At the time of writing, it is an
increasingly common perception that economic inequality must be brought under
control for democracy to realize, or recover, its potential. As we have seen, this claim depends on one’s
conception of democracy; but it is highly plausible for any conception of
democracy that aims at meaningful version of collective self-rule, rather than
simple elite rotation. The argument
developed here suggests something further: that robust democracy is necessary
if wealth is to realize its potential for social benefit. Indeed, democracy must be able to intervene
in the definition, creation, distribution, and use of wealth precisely to make
the benefits of wealth real. A political
scheme of social provision, and political limitations on the scope of
inequality, are the most plausible means to prevent growing wealth from undercutting
its own benefits. This idea is not
extremist: it simply states the logic of the mid-century social-democratic
accommodation that established a measure of security and a pattern of widely
shared economic growth. It does,
however, insist on the priority of that political logic. The free play of the market will not deliver
the goods that market-led growth in wealth is conventionally celebrated for
producing. Only democracy can do
that. In this sense, wealth needs
democracy if it is to fulfill its humanitarian promise.

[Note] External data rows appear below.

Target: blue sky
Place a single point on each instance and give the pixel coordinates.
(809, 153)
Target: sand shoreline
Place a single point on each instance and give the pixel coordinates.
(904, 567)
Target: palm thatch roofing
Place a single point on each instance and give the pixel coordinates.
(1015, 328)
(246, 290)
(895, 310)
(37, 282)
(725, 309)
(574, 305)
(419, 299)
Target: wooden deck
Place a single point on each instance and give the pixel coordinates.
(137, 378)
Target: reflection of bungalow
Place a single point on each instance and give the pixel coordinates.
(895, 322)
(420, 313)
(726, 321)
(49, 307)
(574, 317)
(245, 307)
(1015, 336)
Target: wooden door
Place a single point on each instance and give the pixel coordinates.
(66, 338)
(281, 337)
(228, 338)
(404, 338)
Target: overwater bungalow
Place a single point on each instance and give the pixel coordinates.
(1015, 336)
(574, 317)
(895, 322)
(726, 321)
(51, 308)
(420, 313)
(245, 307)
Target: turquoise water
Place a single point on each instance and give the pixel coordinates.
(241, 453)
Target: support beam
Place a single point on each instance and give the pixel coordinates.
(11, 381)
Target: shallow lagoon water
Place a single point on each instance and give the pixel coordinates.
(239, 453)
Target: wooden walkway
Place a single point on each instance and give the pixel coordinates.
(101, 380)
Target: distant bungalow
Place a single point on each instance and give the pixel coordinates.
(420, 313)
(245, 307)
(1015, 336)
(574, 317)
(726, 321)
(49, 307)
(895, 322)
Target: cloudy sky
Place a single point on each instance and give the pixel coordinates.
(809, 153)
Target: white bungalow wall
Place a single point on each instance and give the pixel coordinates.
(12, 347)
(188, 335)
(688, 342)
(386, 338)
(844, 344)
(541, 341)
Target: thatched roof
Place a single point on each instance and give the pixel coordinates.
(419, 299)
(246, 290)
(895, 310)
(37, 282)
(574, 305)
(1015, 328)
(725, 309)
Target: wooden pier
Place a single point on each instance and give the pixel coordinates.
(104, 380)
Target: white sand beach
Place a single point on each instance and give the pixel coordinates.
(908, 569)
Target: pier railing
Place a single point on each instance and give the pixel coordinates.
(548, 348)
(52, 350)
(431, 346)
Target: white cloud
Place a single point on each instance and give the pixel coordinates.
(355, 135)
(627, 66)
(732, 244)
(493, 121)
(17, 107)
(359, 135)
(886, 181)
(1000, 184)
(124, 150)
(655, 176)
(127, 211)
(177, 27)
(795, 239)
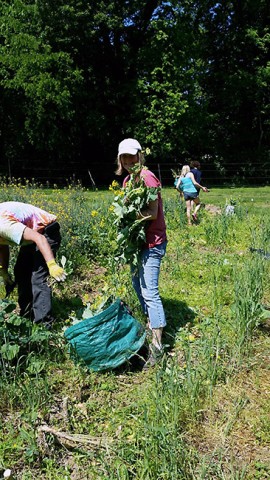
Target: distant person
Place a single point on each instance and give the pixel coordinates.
(190, 188)
(38, 234)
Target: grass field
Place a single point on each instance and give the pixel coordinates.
(204, 412)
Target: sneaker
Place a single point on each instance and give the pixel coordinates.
(155, 356)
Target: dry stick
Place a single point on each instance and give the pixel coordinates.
(71, 439)
(92, 180)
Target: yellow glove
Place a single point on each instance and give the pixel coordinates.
(56, 271)
(6, 277)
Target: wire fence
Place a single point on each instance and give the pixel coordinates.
(100, 175)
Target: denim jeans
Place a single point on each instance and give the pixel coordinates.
(145, 283)
(31, 273)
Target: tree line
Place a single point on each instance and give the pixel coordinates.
(189, 79)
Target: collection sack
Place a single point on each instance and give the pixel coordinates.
(106, 340)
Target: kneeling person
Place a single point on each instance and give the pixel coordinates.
(38, 234)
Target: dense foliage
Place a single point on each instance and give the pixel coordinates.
(189, 79)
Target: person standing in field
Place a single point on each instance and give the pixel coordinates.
(190, 188)
(38, 234)
(146, 277)
(195, 168)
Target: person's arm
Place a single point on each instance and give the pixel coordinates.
(191, 176)
(151, 211)
(43, 245)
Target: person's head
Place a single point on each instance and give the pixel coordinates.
(129, 154)
(195, 164)
(185, 170)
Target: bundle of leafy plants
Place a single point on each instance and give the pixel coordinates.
(129, 204)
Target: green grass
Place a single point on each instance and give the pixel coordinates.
(203, 414)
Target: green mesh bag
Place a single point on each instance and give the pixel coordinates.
(106, 340)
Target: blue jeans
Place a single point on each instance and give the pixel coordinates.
(145, 283)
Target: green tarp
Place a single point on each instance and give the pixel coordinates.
(106, 340)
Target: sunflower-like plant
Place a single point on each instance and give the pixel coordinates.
(129, 204)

The irony is that, ill-handled, wealth can
also overwhelm democracy and undercut its own humane potential.
Of course, these abstractions are
only ways of naming human powers. We – a
we that does not really exist yet, as a political matter – are the only ones
who can make a better world from the braided elements of economic and political
life. Both domains are, at the moment,
potent, unequal, and opaque. For
decades, respectable thought has regarded them with an understandable but also
unsustainable blend of cynicism and complacency. Now they need to become more equal and more
lucid, before their power is exhausted or fatally misused.